Extended Data Fig. 3 |. SAR-seq enrichment at neuronal intragenic regions.

a, Genome browser screenshot of chromosome 7 showing lack of localized DNA synthesis in two independent biological replicates of SAR-seq performed in iMuscle cells (n = 2) incubated with EdU for 18 h compared to SAR-seq in i³Neurons as well as input DNA. b, Genome browser screenshot displaying SAR-seq peak at a representative AsiSI restriction enzyme site (tick mark). AsiSI expression was induced for 18 h (+Dox, n = 1) compared with non-treated (−Dox, n = 1) conditions in G0-arrested, Abelson virus-transformed mouse pre-B cells as described¹⁹. c, Distribution of SAR-seq peaks with respect to different genomic features compared to genome-wide distribution of the hg19 human reference genome. Promoters are defined as 1 kb upstream of transcription start sites. Distal intergenic represents promoter-excluded intergenic regions. d, Fold enrichment of SAR-seq peaks in intergenic regions, intragenic regions and expressed genes compared to 1,000 sets of randomly shuffled regions of the same sizes and chromosome distribution (one-sided Fisher’s exact test, ****P < 2.2 × 10⁻¹⁶; NS, not significant). e, Left, scatterplot showing correlation of SAR-seq intensity (RPKM) with transcript level of genes containing SAR-seq peaks measured by RNA-seq (FPKM; n = 3) in i³Neurons. Seventy-one per cent of SAR-seq peaks are at expressed genes (FPKM ≥ 0.1; red dashed line, FPKM = 0.1).

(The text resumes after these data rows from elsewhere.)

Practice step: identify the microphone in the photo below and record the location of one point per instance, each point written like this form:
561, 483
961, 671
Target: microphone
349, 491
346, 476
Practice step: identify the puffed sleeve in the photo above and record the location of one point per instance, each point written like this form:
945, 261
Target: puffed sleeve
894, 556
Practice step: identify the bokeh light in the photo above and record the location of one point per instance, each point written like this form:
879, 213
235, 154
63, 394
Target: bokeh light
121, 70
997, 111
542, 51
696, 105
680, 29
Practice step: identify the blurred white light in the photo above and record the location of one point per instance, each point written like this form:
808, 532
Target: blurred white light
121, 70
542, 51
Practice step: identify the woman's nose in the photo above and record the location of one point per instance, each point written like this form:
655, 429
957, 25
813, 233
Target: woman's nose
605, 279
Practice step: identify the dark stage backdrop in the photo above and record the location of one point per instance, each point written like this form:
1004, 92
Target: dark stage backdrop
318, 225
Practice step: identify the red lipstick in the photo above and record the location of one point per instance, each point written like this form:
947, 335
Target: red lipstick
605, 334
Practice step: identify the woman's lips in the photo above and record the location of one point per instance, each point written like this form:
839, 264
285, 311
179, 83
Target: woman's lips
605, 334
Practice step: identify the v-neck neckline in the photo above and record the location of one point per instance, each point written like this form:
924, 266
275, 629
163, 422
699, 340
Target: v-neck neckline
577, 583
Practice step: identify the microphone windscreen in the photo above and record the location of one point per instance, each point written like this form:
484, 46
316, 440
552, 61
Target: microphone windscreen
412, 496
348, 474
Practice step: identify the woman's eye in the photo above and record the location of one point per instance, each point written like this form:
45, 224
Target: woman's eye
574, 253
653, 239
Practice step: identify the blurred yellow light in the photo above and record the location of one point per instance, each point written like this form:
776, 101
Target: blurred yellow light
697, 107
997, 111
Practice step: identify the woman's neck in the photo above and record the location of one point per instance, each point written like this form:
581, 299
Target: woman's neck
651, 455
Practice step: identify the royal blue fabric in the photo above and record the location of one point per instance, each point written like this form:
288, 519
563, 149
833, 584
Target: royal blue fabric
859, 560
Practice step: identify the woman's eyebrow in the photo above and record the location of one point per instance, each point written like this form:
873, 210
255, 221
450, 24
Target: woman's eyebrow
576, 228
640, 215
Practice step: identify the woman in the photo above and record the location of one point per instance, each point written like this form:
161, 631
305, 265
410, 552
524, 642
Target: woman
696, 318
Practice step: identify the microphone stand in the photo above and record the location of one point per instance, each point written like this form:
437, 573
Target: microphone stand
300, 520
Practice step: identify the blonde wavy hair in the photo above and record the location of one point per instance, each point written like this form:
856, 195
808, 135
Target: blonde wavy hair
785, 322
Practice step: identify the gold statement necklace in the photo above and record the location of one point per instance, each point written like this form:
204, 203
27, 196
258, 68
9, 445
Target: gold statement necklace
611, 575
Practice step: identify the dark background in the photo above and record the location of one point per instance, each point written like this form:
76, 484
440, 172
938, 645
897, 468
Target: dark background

Right, correlation of SAR-seq intensity with transcript levels of linked genes determined by pcHiC in i³Neurons (red dashed line, FPKM = 0.1). Spearman correlation coefficients and P values are indicated. f, Genome browser screenshot comparing SAR-seq with strand-specific SAR-seq (n = 3), which discriminates which strand is labelled with EdU in i³Neurons. Both strands show labelling in three biological replicates. Strand-specific SAR-seq reads are separated into positive (black) and negative (grey) strands.